I had a TV with horizontal lines and I tried replacing all of the innards of the TV to fix it.  I believe my conclusion was that the panel was shot.  If you want to try plugging something else in to it, especially on a different source (e.g. HDMI 1 instead of HDMI 2), you can.

I could probably dig up where I bought those parts from if you want to attempt to do the same.  If the parts don't fix it, you can return them for your money back (no restocking fee).  If it is the panel though, it's cheaper just to buy a new TV generally.


----------



## twilyth (Dec 9, 2014)

Thanks.  Yeah, that's what I suspect.  I think the problem actually started a few months ago and I just didn't realize it.  Sometimes I'll pause something for long periods of time while I'm reading or whatever and it looked like the screen was moving from the corner of my eye.  I though maybe I had set it to slow motion, but no, it was still but there was some barely perceptible motion.  But I didn't notice any defects in the screen.  That's probably when it started and it's just gotten worse.

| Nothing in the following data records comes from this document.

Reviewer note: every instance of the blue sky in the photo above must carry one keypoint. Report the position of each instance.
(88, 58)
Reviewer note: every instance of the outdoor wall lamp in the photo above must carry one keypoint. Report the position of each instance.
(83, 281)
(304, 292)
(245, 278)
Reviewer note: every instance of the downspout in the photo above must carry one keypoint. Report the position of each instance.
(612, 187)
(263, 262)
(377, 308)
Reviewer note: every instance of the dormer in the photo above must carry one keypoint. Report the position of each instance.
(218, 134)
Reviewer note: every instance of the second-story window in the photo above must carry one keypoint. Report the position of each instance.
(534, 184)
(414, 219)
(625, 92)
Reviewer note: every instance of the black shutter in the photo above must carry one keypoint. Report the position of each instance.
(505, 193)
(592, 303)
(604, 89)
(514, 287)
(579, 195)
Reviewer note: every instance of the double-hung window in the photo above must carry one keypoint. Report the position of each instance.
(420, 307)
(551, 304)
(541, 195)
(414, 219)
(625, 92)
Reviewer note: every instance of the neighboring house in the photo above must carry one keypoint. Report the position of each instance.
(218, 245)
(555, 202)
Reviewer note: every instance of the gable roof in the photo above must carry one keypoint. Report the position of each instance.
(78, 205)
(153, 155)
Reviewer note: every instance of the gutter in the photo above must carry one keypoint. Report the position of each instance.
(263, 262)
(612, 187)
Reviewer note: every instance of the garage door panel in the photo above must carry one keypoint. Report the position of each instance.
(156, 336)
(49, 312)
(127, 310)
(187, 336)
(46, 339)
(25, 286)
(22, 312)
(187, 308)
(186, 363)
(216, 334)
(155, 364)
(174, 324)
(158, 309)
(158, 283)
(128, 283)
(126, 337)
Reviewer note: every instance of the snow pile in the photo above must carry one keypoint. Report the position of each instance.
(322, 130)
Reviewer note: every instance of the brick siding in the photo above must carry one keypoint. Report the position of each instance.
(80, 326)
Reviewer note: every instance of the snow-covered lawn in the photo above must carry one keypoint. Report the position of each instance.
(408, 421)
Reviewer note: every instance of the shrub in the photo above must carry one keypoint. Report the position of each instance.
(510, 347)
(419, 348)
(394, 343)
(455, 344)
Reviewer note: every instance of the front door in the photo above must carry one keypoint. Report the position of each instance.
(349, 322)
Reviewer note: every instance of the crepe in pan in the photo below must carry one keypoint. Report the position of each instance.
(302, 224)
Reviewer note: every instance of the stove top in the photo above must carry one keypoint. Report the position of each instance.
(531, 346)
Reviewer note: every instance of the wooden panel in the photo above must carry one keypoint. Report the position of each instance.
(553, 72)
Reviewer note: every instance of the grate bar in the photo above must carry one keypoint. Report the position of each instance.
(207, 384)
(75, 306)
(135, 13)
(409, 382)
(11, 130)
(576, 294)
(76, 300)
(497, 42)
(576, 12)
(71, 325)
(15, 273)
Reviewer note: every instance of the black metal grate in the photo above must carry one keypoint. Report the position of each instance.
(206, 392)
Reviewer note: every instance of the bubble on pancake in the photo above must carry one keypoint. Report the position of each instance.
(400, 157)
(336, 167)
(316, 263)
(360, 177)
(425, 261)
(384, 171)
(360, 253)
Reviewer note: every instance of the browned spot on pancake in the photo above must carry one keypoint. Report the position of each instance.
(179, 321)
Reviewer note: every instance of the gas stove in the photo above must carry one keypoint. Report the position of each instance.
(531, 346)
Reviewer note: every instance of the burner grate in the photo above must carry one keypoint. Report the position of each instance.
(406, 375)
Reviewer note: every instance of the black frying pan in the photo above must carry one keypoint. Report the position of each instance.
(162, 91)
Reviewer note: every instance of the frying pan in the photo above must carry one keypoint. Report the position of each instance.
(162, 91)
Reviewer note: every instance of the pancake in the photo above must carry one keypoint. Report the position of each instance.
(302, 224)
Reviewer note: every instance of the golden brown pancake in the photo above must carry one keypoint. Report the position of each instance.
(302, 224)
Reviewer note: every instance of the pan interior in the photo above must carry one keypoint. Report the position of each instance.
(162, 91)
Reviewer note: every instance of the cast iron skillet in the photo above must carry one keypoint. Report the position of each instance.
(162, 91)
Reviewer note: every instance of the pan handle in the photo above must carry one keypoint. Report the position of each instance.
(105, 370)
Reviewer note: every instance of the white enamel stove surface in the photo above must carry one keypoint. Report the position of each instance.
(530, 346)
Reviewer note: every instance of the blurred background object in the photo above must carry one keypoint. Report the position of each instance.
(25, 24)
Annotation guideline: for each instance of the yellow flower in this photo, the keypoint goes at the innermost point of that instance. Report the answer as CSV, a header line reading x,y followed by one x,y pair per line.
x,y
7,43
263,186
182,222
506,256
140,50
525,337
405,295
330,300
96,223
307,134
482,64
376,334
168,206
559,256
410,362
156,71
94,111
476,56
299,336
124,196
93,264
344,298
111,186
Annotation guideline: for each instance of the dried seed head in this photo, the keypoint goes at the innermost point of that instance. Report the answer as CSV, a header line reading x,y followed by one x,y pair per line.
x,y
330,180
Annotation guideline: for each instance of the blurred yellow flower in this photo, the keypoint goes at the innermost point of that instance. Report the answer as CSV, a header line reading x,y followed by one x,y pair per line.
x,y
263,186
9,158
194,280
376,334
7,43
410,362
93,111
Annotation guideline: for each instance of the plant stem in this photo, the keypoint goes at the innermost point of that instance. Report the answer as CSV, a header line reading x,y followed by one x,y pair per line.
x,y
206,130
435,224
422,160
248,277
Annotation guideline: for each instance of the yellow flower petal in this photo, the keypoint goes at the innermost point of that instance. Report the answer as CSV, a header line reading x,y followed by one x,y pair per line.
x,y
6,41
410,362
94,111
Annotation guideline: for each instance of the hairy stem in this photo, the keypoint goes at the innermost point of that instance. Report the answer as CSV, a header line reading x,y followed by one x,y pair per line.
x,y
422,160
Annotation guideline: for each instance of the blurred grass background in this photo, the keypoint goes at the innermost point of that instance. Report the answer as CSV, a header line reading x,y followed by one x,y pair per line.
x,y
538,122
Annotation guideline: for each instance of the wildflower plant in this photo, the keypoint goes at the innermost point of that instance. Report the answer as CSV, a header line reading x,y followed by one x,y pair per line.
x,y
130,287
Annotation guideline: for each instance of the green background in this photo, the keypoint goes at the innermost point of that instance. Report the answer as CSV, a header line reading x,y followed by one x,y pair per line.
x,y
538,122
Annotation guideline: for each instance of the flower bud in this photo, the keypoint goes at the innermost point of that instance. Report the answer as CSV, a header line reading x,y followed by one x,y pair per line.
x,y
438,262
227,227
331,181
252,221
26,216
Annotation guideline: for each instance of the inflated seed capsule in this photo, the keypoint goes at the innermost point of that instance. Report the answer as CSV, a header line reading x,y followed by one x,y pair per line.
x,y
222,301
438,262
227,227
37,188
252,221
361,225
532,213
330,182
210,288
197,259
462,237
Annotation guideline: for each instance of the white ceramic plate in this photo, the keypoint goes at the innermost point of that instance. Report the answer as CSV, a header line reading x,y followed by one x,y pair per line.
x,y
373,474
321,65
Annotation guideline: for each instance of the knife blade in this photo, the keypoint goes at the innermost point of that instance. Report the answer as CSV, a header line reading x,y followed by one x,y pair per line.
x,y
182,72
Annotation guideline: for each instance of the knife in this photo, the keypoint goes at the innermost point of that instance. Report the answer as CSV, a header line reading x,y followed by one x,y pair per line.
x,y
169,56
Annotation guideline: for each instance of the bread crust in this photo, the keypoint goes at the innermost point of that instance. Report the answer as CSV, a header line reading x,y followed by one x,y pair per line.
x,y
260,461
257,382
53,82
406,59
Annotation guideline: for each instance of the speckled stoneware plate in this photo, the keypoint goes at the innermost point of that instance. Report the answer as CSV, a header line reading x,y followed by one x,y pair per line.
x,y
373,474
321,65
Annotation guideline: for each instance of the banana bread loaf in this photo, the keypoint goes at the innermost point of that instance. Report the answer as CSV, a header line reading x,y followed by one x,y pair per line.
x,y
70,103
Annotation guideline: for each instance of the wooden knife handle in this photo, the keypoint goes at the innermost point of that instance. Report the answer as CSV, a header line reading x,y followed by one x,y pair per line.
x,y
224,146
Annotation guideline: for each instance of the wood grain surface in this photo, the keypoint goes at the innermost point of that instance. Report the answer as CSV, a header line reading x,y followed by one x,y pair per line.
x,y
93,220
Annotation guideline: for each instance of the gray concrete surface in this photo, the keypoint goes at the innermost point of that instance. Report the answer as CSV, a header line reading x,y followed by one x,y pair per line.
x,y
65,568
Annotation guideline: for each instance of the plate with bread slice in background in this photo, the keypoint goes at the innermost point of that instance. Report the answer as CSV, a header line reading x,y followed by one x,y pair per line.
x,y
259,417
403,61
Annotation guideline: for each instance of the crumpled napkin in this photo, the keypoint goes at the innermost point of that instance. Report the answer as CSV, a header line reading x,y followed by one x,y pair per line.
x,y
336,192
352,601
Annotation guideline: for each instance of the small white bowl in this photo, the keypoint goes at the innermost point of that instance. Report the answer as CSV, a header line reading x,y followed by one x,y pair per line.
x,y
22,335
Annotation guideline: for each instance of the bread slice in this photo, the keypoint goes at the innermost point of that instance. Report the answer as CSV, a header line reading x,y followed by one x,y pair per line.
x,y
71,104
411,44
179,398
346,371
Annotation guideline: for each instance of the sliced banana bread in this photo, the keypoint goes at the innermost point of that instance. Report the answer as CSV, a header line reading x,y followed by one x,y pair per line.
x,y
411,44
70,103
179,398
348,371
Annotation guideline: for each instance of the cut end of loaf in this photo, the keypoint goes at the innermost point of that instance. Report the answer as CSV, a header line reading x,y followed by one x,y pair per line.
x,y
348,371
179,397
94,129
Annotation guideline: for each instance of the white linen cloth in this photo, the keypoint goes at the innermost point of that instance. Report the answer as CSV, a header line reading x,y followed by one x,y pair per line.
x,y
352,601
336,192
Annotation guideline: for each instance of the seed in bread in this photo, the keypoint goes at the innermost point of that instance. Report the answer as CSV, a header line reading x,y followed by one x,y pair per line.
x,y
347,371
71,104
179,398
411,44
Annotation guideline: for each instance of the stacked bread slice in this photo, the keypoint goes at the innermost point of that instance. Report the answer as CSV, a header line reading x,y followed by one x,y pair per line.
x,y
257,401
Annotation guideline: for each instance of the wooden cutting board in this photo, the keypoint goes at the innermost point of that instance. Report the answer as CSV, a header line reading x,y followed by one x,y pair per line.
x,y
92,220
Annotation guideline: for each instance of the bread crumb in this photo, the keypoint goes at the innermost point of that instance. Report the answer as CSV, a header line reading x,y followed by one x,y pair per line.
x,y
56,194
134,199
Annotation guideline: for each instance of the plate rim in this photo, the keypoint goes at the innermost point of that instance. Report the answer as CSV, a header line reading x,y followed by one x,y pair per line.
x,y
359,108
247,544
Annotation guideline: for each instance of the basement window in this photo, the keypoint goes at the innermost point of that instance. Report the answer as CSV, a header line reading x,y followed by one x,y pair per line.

I have definitely tried different inputs though and it's the same problem.  I even thought that maybe it was the receiver since most of the inputs go through that so I routed one directly to the set but nope.  Same thing.


----------



## FordGT90Concept (Dec 9, 2014)

I distinctly remember on the TV I worked on that it did it with no source plugged in at all, just turned on and it stood out like a sore thumb.  If you can get in to the menus, are the menus affected by it too?

Could the "moving" have been caused by the LEDs flickering?


Edit: Not sure if this is the right website but they list power supply, T-Con, and main video.  I don't think replacing any of those parts would fix the problem--it's the panel.

For the record, the LEDs/CFLs are always part of the panel itself.  They're not designed to be replaced.


----------



## twilyth (Dec 9, 2014)

Yup.  Happens even in full screen menus.  Thanks for the links but I'm not going to try to fix this myself.  I've never had much luck doing that sort of thing and I'd be pretty clueless anyway just poking around and whatnot. [Sigh]  Time for a trip to Costco I guess.  I kind of regretted not getting a 55" instead of the 50" anyway so now I have an excuse to upgrade I suppose.  Plus Costco has a nice Samsung that's about 25% off right now if they still have it in stock.


----------